Paintings - Painted Wood Panels
Paintings
Painted works executed on stretched canvas cloth appeared at the end of the 14th century, almost simultaneously with the widespread use of drying oils as binding agents for color pigments. That is why the name "oil painting" has prevailed and can be used for other types of binders (tempera, acrylic, etc). The discovery and wide dissemination of the technique is attributed to Flemish painters Hubert and Jan van Eyck.
Cloth, as an independent material, began to be used as a surface support framed by wood during the Renaissance, mostly by artists who used the technique of oil painting and considered cloth to be better suited for it than wood. An important role in this transition was played by the high construction cost of wooden supports and paneling, along with the specialized techniques required for their construction and preparation, their cumbersome weight and difficulty in transport, and their constraints on project size.
A painting work with a cloth support is composed of the following:
1) The frame, a wooden framework that framed the artwork
2) The cloth support
3) The priming, or substrate layer on which the painting is done
4) The oil painted layer
5) The varnish.
Wood panel paintings
Wood is one of the oldest supports for portable paintings, and was already in use by ancient Greece. Due to its perishable quality, very few original works in wood have survived. The oldest surviving examples are the painted wooden tablets found in the cave of Pitsa, in Corinth.

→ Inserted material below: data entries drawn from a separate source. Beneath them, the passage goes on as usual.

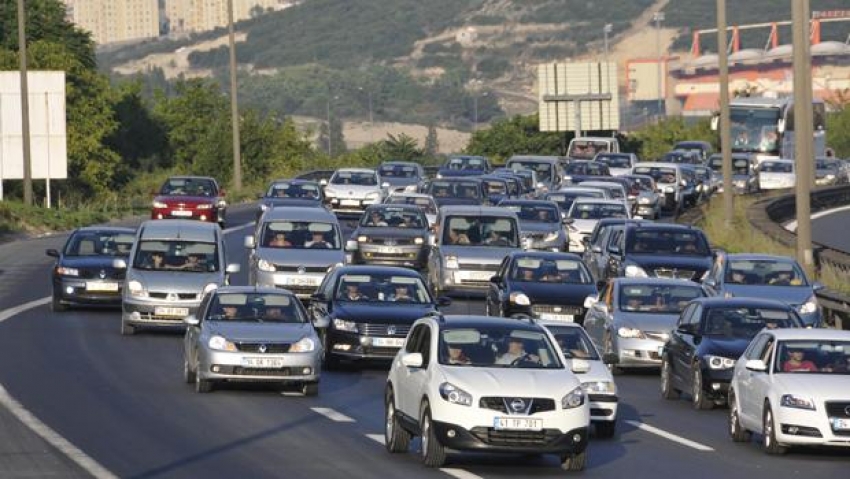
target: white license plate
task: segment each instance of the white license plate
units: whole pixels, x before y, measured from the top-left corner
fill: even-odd
[[[283,367],[283,359],[242,358],[242,366],[246,368],[279,369]]]
[[[118,283],[86,282],[86,291],[107,291],[114,293],[118,291]]]
[[[153,314],[157,316],[173,316],[175,318],[185,318],[189,316],[189,308],[170,308],[167,306],[157,306],[153,310]]]
[[[372,338],[372,345],[378,348],[400,348],[404,338]]]
[[[540,431],[543,420],[530,417],[495,417],[493,428],[506,431]]]

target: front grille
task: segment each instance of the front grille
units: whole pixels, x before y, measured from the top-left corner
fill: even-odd
[[[236,349],[246,353],[264,353],[264,354],[280,354],[288,353],[290,343],[236,343]],[[265,351],[260,351],[265,347]]]
[[[478,401],[478,407],[482,409],[492,409],[494,411],[499,411],[503,414],[524,414],[524,412],[513,413],[513,411],[508,412],[508,404],[515,399],[521,399],[528,404],[529,401],[531,405],[528,409],[528,414],[536,414],[538,412],[546,412],[546,411],[554,411],[555,410],[555,400],[549,398],[516,398],[516,397],[499,397],[499,396],[485,396],[482,397]]]
[[[391,334],[390,328],[395,331]],[[393,336],[404,338],[410,331],[409,324],[377,324],[377,323],[357,323],[357,332],[364,336]]]

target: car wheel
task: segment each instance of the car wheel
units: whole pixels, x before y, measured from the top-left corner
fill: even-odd
[[[392,391],[387,391],[384,411],[384,444],[389,452],[407,452],[410,449],[410,433],[402,429],[395,413],[395,398]]]
[[[735,394],[729,391],[729,436],[735,442],[749,442],[752,433],[741,426],[741,418],[738,415],[738,404]]]
[[[764,404],[764,418],[762,422],[762,447],[768,454],[785,454],[787,448],[776,442],[776,421],[773,419],[773,410],[770,403]]]
[[[561,469],[565,471],[583,471],[587,463],[587,449],[578,454],[564,454],[561,456]]]
[[[694,364],[694,378],[691,381],[691,400],[694,409],[704,410],[714,408],[714,401],[705,397],[705,388],[702,386],[702,370],[699,364]]]
[[[422,409],[419,425],[422,428],[422,463],[427,467],[442,467],[446,463],[446,448],[437,440],[427,404]]]
[[[661,397],[664,399],[679,399],[682,391],[673,387],[673,371],[670,360],[665,356],[661,358]]]

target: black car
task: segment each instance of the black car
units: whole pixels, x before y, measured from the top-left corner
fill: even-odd
[[[340,266],[310,299],[310,317],[321,329],[324,365],[340,360],[392,359],[417,319],[435,314],[435,300],[416,271],[393,266]]]
[[[691,395],[696,409],[723,404],[735,362],[764,328],[801,328],[791,306],[769,299],[698,298],[682,311],[661,356],[661,392]]]
[[[516,251],[491,278],[485,307],[488,316],[581,323],[584,300],[595,294],[593,277],[578,255]]]
[[[71,233],[62,250],[48,249],[56,258],[51,279],[53,311],[69,305],[121,305],[126,269],[116,260],[127,260],[136,232],[130,228],[79,228]]]
[[[380,204],[366,209],[345,245],[355,264],[383,264],[425,269],[428,265],[428,218],[414,205]]]
[[[276,206],[322,207],[324,194],[318,182],[312,180],[274,180],[265,193],[257,195],[257,219]]]

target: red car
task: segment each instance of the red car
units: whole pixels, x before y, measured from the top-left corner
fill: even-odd
[[[196,219],[218,223],[224,228],[226,211],[224,190],[214,178],[172,176],[153,199],[151,219]]]

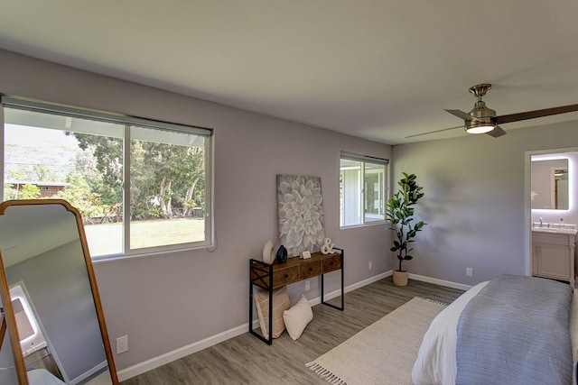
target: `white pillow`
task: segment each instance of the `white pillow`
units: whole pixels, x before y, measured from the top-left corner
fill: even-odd
[[[312,319],[313,319],[313,312],[305,296],[301,296],[295,305],[283,312],[283,320],[285,322],[287,333],[294,340],[301,336]]]
[[[269,292],[261,291],[255,296],[256,305],[256,314],[259,316],[259,325],[261,334],[265,338],[269,338]],[[279,338],[279,335],[285,330],[285,324],[283,322],[283,312],[289,308],[289,295],[287,287],[284,286],[273,292],[273,338]]]

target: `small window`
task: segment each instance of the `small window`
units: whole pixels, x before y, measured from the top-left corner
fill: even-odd
[[[340,226],[386,220],[387,160],[341,151]]]

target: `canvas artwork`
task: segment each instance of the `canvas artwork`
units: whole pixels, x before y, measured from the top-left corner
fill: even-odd
[[[319,252],[325,227],[320,177],[277,175],[279,238],[289,256]]]

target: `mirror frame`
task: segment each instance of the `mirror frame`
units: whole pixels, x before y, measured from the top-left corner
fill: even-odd
[[[112,354],[112,349],[110,347],[110,341],[108,340],[108,332],[107,331],[107,325],[105,323],[105,316],[102,311],[102,305],[100,303],[100,296],[98,295],[98,288],[97,286],[97,280],[94,274],[94,268],[92,266],[92,259],[89,252],[89,243],[87,243],[86,234],[84,232],[84,225],[82,224],[82,216],[78,209],[73,207],[68,201],[64,199],[23,199],[23,200],[7,200],[0,203],[0,215],[4,215],[6,208],[16,206],[33,206],[33,205],[61,205],[72,215],[76,220],[77,228],[79,231],[79,236],[80,238],[80,245],[84,254],[84,261],[87,267],[87,272],[89,274],[89,281],[90,282],[90,289],[92,291],[92,298],[94,299],[95,309],[97,312],[97,317],[98,319],[98,325],[100,326],[100,334],[102,335],[102,343],[105,348],[105,353],[107,355],[107,361],[108,362],[108,371],[110,372],[110,378],[113,385],[118,384],[118,377],[117,375],[117,368],[115,366],[115,361]],[[2,298],[2,304],[5,311],[5,319],[10,335],[10,344],[12,346],[12,352],[14,357],[14,366],[16,370],[16,375],[18,381],[21,385],[28,385],[28,376],[26,375],[26,368],[24,366],[24,359],[23,356],[22,349],[20,346],[20,339],[18,336],[18,330],[16,328],[16,318],[14,316],[14,307],[12,307],[12,300],[10,298],[10,289],[8,287],[8,278],[6,276],[6,270],[5,270],[4,260],[2,258],[2,252],[0,252],[0,298]],[[2,326],[0,326],[1,328]],[[0,349],[2,348],[3,341],[0,341]]]

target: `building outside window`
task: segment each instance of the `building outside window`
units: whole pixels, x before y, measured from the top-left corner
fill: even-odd
[[[340,226],[386,220],[387,160],[341,151]]]
[[[211,130],[3,96],[4,199],[79,209],[92,257],[211,244]]]

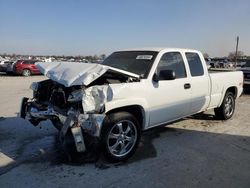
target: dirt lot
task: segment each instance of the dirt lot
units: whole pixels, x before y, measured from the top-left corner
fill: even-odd
[[[50,122],[17,118],[30,78],[0,75],[0,187],[250,187],[250,95],[232,120],[212,112],[144,133],[133,158],[68,162]]]

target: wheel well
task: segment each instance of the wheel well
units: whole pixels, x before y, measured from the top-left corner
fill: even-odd
[[[228,91],[231,92],[231,93],[233,93],[234,98],[237,97],[237,88],[236,87],[230,87],[230,88],[227,89],[227,92]]]
[[[112,114],[112,113],[116,113],[116,112],[121,112],[121,111],[125,111],[128,112],[130,114],[132,114],[137,121],[139,122],[141,128],[143,128],[144,125],[144,109],[139,106],[139,105],[131,105],[131,106],[124,106],[124,107],[120,107],[120,108],[115,108],[113,110],[108,111],[106,114]]]

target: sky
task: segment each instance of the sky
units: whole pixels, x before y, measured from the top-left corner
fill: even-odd
[[[0,0],[0,53],[100,55],[140,47],[250,55],[249,0]]]

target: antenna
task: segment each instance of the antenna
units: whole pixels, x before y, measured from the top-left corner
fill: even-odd
[[[237,66],[239,39],[240,39],[239,36],[237,36],[237,38],[236,38],[236,50],[235,50],[235,67]]]

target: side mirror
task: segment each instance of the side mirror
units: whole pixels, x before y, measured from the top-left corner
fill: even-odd
[[[173,70],[161,70],[159,74],[155,73],[153,76],[155,82],[159,80],[174,80],[175,78],[175,72]]]

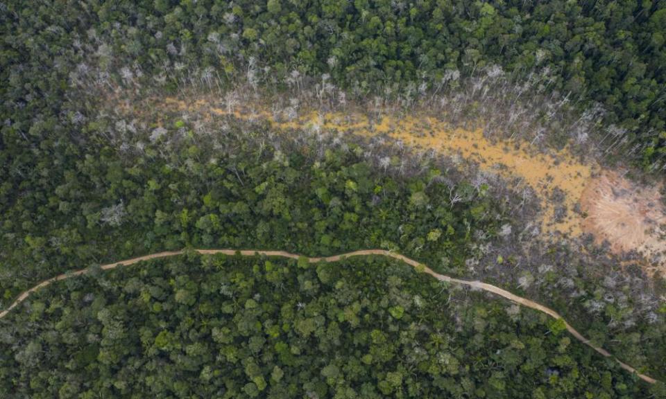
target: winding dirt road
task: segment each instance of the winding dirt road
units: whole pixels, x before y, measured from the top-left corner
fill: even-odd
[[[254,256],[256,255],[264,255],[266,256],[277,256],[277,257],[282,257],[282,258],[289,258],[291,259],[298,259],[299,258],[300,258],[300,255],[297,255],[296,254],[291,254],[289,252],[285,252],[284,251],[262,251],[262,250],[254,250],[254,249],[247,249],[247,250],[242,250],[242,251],[239,251],[237,249],[194,249],[194,251],[203,255],[214,255],[216,254],[223,254],[225,255],[235,255],[237,254],[240,254],[244,256]],[[150,255],[146,255],[144,256],[139,256],[137,258],[133,258],[131,259],[121,260],[119,262],[116,262],[114,263],[109,263],[108,265],[104,265],[101,267],[101,269],[103,270],[108,270],[110,269],[114,269],[119,266],[129,266],[130,265],[134,265],[135,263],[138,263],[144,260],[149,260],[151,259],[155,259],[157,258],[167,258],[169,256],[176,256],[178,255],[182,255],[185,253],[185,251],[166,251],[166,252],[159,252],[157,254],[151,254]],[[453,283],[455,284],[462,284],[463,285],[468,285],[473,288],[477,288],[479,290],[483,290],[484,291],[488,291],[489,292],[493,292],[493,294],[495,294],[497,295],[506,298],[509,301],[511,301],[512,302],[515,302],[519,305],[522,305],[523,306],[526,306],[527,308],[531,308],[532,309],[535,309],[540,312],[543,312],[546,314],[548,314],[551,317],[553,317],[554,319],[562,319],[563,321],[564,321],[565,326],[566,326],[567,330],[569,331],[569,332],[571,333],[572,335],[573,335],[577,339],[578,339],[581,342],[585,344],[588,346],[590,346],[590,348],[592,348],[592,349],[594,349],[595,351],[600,353],[602,356],[615,360],[620,364],[620,367],[622,367],[622,369],[626,370],[630,373],[635,373],[636,375],[641,380],[647,382],[649,382],[650,384],[654,384],[657,382],[656,380],[655,380],[654,378],[652,378],[651,377],[649,377],[648,375],[645,375],[644,374],[641,374],[633,367],[629,366],[629,364],[623,363],[617,357],[610,355],[610,353],[609,353],[607,351],[606,351],[603,348],[600,348],[599,346],[595,346],[592,343],[590,342],[589,339],[583,337],[580,332],[577,331],[576,329],[572,327],[570,324],[567,323],[567,321],[565,321],[557,312],[555,312],[552,309],[549,308],[547,308],[543,305],[537,303],[536,302],[534,302],[533,301],[530,301],[529,299],[523,298],[522,296],[518,296],[518,295],[512,294],[509,291],[506,291],[506,290],[502,290],[502,288],[500,288],[499,287],[496,287],[491,284],[487,284],[486,283],[482,283],[478,281],[468,281],[467,280],[459,280],[458,278],[454,278],[453,277],[450,277],[449,276],[440,274],[438,273],[436,273],[433,272],[432,269],[430,269],[425,265],[423,265],[422,263],[417,262],[413,259],[411,259],[409,258],[407,258],[407,256],[400,255],[400,254],[391,252],[389,251],[384,251],[383,249],[363,249],[360,251],[354,251],[352,252],[348,252],[346,254],[342,254],[340,255],[334,255],[333,256],[327,256],[324,258],[307,258],[310,263],[316,263],[318,262],[322,262],[322,261],[336,262],[345,258],[350,258],[352,256],[370,256],[370,255],[387,256],[388,258],[393,258],[393,259],[397,259],[398,260],[400,260],[402,262],[407,263],[407,265],[409,265],[410,266],[416,269],[418,271],[427,273],[428,274],[432,276],[435,278],[440,280],[441,281],[445,281],[447,283]],[[37,290],[40,290],[40,288],[42,288],[44,287],[46,287],[47,285],[49,285],[56,281],[60,281],[60,280],[66,280],[74,276],[85,274],[87,272],[88,272],[87,269],[82,269],[80,270],[77,270],[72,273],[68,273],[67,274],[60,274],[59,276],[56,276],[56,277],[53,277],[48,280],[45,280],[42,283],[40,283],[37,285],[31,288],[30,290],[28,290],[27,291],[24,291],[23,293],[22,293],[19,296],[18,298],[16,299],[16,300],[9,306],[9,308],[6,309],[5,310],[3,310],[2,312],[0,312],[0,319],[2,319],[5,316],[6,316],[7,314],[12,310],[12,309],[13,309],[19,303],[25,301],[28,298],[28,296],[30,296],[31,294],[37,291]]]

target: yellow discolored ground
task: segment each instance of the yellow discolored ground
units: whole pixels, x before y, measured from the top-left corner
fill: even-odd
[[[544,233],[570,237],[591,233],[599,242],[608,240],[617,252],[635,249],[650,256],[666,249],[658,234],[658,224],[666,222],[664,209],[658,205],[658,190],[641,188],[614,172],[602,171],[596,163],[581,161],[567,149],[544,154],[522,141],[491,141],[481,130],[452,128],[425,113],[400,118],[384,114],[373,119],[353,112],[300,111],[289,118],[284,111],[253,104],[221,107],[209,99],[163,101],[167,107],[204,116],[232,114],[244,120],[265,120],[282,130],[334,130],[368,136],[384,134],[410,146],[459,155],[483,170],[518,177],[526,187],[533,188],[542,204]],[[574,211],[577,206],[583,212]]]

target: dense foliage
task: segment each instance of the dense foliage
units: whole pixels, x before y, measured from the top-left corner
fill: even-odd
[[[0,327],[9,397],[649,395],[545,314],[395,260],[193,254],[94,276]]]
[[[544,316],[386,260],[95,267],[187,247],[391,249],[543,302],[666,380],[665,280],[619,270],[590,242],[544,244],[515,181],[381,137],[284,136],[142,108],[203,87],[322,108],[325,96],[449,101],[473,118],[488,91],[513,85],[498,97],[507,119],[536,126],[569,103],[574,122],[549,127],[580,141],[600,127],[590,150],[626,148],[655,170],[666,166],[665,4],[0,2],[0,306],[57,274],[94,272],[0,321],[0,393],[646,397]],[[517,112],[519,97],[531,107]]]
[[[80,79],[246,78],[278,89],[328,76],[354,97],[425,97],[499,65],[606,123],[646,165],[666,140],[663,1],[24,1],[0,3],[2,120],[57,117]],[[249,72],[251,72],[250,73]],[[457,75],[456,75],[457,74]],[[601,138],[599,138],[601,139]]]

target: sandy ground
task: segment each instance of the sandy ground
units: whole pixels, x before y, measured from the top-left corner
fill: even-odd
[[[216,254],[223,254],[225,255],[235,255],[237,254],[239,254],[243,256],[254,256],[256,255],[264,255],[266,256],[289,258],[291,259],[298,259],[302,256],[296,254],[291,254],[289,252],[286,252],[284,251],[263,251],[263,250],[255,250],[255,249],[246,249],[246,250],[240,250],[240,251],[237,249],[193,249],[193,250],[203,255],[214,255]],[[178,255],[182,255],[184,253],[185,253],[184,251],[171,251],[167,252],[159,252],[157,254],[151,254],[150,255],[145,255],[144,256],[133,258],[132,259],[126,259],[125,260],[121,260],[119,262],[116,262],[114,263],[103,265],[101,266],[101,269],[103,270],[108,270],[110,269],[115,269],[119,266],[129,266],[131,265],[135,265],[142,261],[149,260],[151,259],[175,256]],[[422,263],[420,263],[416,260],[414,260],[413,259],[411,259],[409,258],[407,258],[407,256],[404,256],[404,255],[400,255],[400,254],[396,254],[395,252],[391,252],[390,251],[385,251],[384,249],[363,249],[360,251],[348,252],[346,254],[342,254],[340,255],[328,256],[326,258],[307,258],[307,259],[308,262],[309,262],[310,263],[316,263],[318,262],[338,262],[339,260],[341,260],[342,259],[344,259],[345,258],[350,258],[352,256],[386,256],[389,258],[393,258],[393,259],[397,259],[398,260],[400,260],[402,262],[407,263],[407,265],[411,266],[412,267],[414,267],[418,272],[427,273],[430,276],[432,276],[433,277],[434,277],[435,278],[441,281],[444,281],[446,283],[452,283],[454,284],[461,284],[463,285],[467,285],[467,286],[471,287],[474,289],[483,290],[488,292],[492,292],[496,295],[498,295],[500,296],[509,299],[509,301],[511,301],[512,302],[514,302],[519,305],[526,306],[527,308],[530,308],[538,310],[539,312],[545,313],[546,314],[550,316],[554,319],[562,319],[563,321],[564,321],[564,324],[567,328],[567,330],[569,331],[569,332],[572,335],[573,335],[574,337],[575,337],[577,339],[585,344],[588,346],[590,346],[590,348],[594,349],[595,351],[597,351],[598,353],[601,354],[602,356],[615,360],[620,364],[620,367],[626,370],[629,373],[635,373],[636,375],[641,380],[647,382],[649,382],[650,384],[654,384],[656,382],[656,380],[648,375],[645,375],[644,374],[641,374],[640,373],[638,373],[638,371],[635,369],[634,369],[633,367],[631,367],[629,364],[623,363],[617,357],[615,357],[614,356],[610,355],[610,353],[609,353],[607,351],[606,351],[603,348],[595,346],[594,344],[590,342],[589,339],[588,339],[587,338],[583,337],[583,335],[579,332],[575,328],[572,327],[571,325],[569,324],[569,323],[567,323],[565,320],[564,320],[557,312],[555,312],[550,308],[544,306],[540,303],[537,303],[533,301],[527,299],[527,298],[518,296],[518,295],[512,294],[511,292],[509,292],[509,291],[506,291],[506,290],[504,290],[495,285],[493,285],[491,284],[488,284],[488,283],[483,283],[481,281],[469,281],[467,280],[459,280],[458,278],[454,278],[449,276],[440,274],[438,273],[436,273],[425,265],[423,265]],[[49,280],[46,280],[44,281],[42,281],[42,283],[40,283],[37,285],[31,288],[30,290],[28,290],[27,291],[25,291],[23,293],[22,293],[20,295],[19,295],[18,298],[17,298],[17,299],[9,306],[9,308],[8,308],[6,310],[2,312],[0,312],[0,319],[2,319],[5,316],[6,316],[9,313],[9,312],[10,312],[14,308],[15,308],[19,303],[25,301],[30,296],[31,294],[37,291],[37,290],[40,290],[41,288],[50,285],[51,284],[53,284],[56,281],[60,281],[61,280],[66,280],[67,278],[70,278],[75,276],[85,274],[86,273],[88,273],[88,272],[89,272],[89,269],[81,269],[80,270],[74,272],[73,273],[69,273],[67,274],[60,274],[59,276],[56,276],[56,277],[49,278]]]
[[[610,250],[638,251],[650,261],[648,272],[666,272],[666,213],[660,187],[643,187],[609,170],[590,179],[581,198],[588,217],[583,230],[598,242],[607,240]]]
[[[542,206],[539,218],[543,233],[572,238],[592,233],[599,243],[608,240],[616,254],[638,251],[646,257],[645,269],[651,274],[661,270],[666,276],[665,257],[659,256],[666,249],[666,242],[659,236],[658,225],[665,222],[665,213],[658,189],[639,187],[615,172],[603,170],[594,161],[580,161],[566,148],[543,154],[523,142],[490,141],[481,130],[452,129],[436,118],[418,113],[400,118],[384,115],[375,121],[352,112],[301,111],[288,120],[284,113],[276,117],[269,109],[253,104],[221,107],[216,105],[219,99],[166,98],[156,101],[160,103],[150,106],[205,116],[264,120],[282,130],[334,130],[368,136],[384,134],[417,148],[460,156],[488,172],[518,177],[525,187],[533,189]],[[578,207],[584,212],[576,211]]]

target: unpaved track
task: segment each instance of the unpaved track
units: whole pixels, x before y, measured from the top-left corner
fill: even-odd
[[[203,255],[214,255],[216,254],[223,254],[225,255],[235,255],[237,254],[240,254],[244,256],[254,256],[256,255],[264,255],[266,256],[278,256],[282,258],[289,258],[291,259],[298,259],[299,258],[301,257],[301,256],[300,255],[297,255],[296,254],[291,254],[289,252],[285,252],[284,251],[262,251],[262,250],[255,250],[255,249],[246,249],[246,250],[242,250],[242,251],[239,251],[237,249],[192,249],[191,251],[195,251]],[[121,260],[120,262],[116,262],[114,263],[109,263],[108,265],[104,265],[101,267],[101,269],[103,270],[108,270],[110,269],[115,269],[119,266],[123,266],[123,265],[129,266],[130,265],[134,265],[135,263],[138,263],[144,260],[149,260],[151,259],[155,259],[157,258],[167,258],[169,256],[176,256],[178,255],[182,255],[185,254],[185,252],[186,251],[166,251],[166,252],[158,252],[157,254],[151,254],[150,255],[146,255],[144,256],[139,256],[137,258],[133,258],[131,259]],[[428,267],[425,265],[423,265],[422,263],[417,262],[413,259],[410,259],[409,258],[407,258],[407,256],[404,256],[403,255],[400,255],[400,254],[396,254],[395,252],[391,252],[389,251],[384,251],[383,249],[362,249],[360,251],[354,251],[352,252],[348,252],[346,254],[342,254],[340,255],[334,255],[333,256],[327,256],[324,258],[307,258],[307,259],[310,263],[316,263],[318,262],[321,262],[321,261],[336,262],[345,258],[350,258],[352,256],[371,256],[371,255],[387,256],[388,258],[393,258],[393,259],[397,259],[398,260],[400,260],[402,262],[407,263],[407,265],[409,265],[410,266],[412,266],[413,267],[416,268],[418,271],[422,271],[425,273],[427,273],[428,274],[430,274],[435,278],[440,280],[441,281],[445,281],[447,283],[454,283],[456,284],[462,284],[463,285],[468,285],[470,287],[472,287],[472,288],[483,290],[484,291],[493,292],[493,294],[495,294],[500,296],[503,296],[509,299],[509,301],[518,303],[519,305],[522,305],[523,306],[527,306],[527,308],[531,308],[532,309],[536,309],[536,310],[543,312],[546,314],[548,314],[551,317],[553,317],[554,319],[562,319],[563,321],[564,321],[565,326],[567,328],[567,330],[568,330],[572,335],[573,335],[577,339],[578,339],[581,342],[585,344],[588,346],[590,346],[590,348],[592,348],[592,349],[594,349],[595,351],[600,353],[604,357],[610,357],[611,359],[615,360],[620,364],[620,367],[622,367],[622,369],[626,370],[630,373],[635,373],[636,375],[638,375],[638,378],[640,378],[641,380],[647,382],[649,382],[650,384],[654,384],[657,382],[656,380],[655,380],[654,378],[645,375],[644,374],[641,374],[640,373],[638,373],[638,371],[636,371],[636,369],[634,369],[633,367],[631,367],[629,364],[626,364],[625,363],[620,362],[617,357],[610,355],[610,353],[609,353],[607,351],[606,351],[603,348],[595,346],[593,344],[592,344],[590,342],[589,339],[583,337],[580,332],[577,331],[576,329],[572,327],[571,325],[567,323],[567,321],[565,321],[557,312],[555,312],[552,309],[549,308],[547,308],[543,305],[540,305],[539,303],[537,303],[536,302],[530,301],[529,299],[523,298],[522,296],[518,296],[518,295],[512,294],[509,291],[506,291],[506,290],[502,290],[502,288],[500,288],[499,287],[496,287],[491,284],[487,284],[486,283],[482,283],[478,281],[468,281],[467,280],[459,280],[458,278],[454,278],[453,277],[450,277],[444,274],[440,274],[438,273],[436,273],[433,272],[432,269],[431,269],[429,267]],[[35,291],[37,291],[40,288],[49,285],[51,283],[55,283],[56,281],[60,281],[60,280],[66,280],[67,278],[69,278],[70,277],[73,277],[74,276],[78,276],[80,274],[85,274],[87,272],[88,272],[87,269],[81,269],[80,270],[77,270],[72,273],[68,273],[67,274],[60,274],[59,276],[56,276],[56,277],[53,277],[44,281],[42,281],[42,283],[40,283],[37,285],[31,288],[30,290],[28,290],[27,291],[25,291],[23,293],[22,293],[19,296],[19,297],[17,298],[17,299],[10,305],[9,308],[8,308],[5,310],[3,310],[2,312],[0,312],[0,319],[2,319],[5,316],[6,316],[7,314],[9,313],[9,312],[11,311],[12,309],[13,309],[17,305],[19,305],[19,303],[25,301],[26,299],[27,299],[28,296],[29,296],[30,294],[34,292]]]

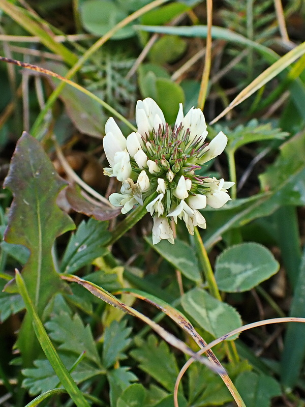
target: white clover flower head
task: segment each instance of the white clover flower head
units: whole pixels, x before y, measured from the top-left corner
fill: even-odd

Typical examples of wood panel paintings are the funerary portraits of Fayum, Egypt (1st BC to 3rd century AD approx). Due to the region's climate, a large number of wooden specimens were preserved in good condition.
Although its use has never truly been eliminated, wood was most widely used as a support from the Byzantine to post Byzantine years in Eastern Europe, and until the 14th century & nbsp; in Western Europe, when it was gradually replaced by cloth.
A work of painted wood consists of the following:
1) Wood, which determines the size and shape of the work
2) The priming, or substrate layer on which the painting is done
3) The painted layer
4) The varnish
In many cases, between the wood and the substrate layer fabric is inserted.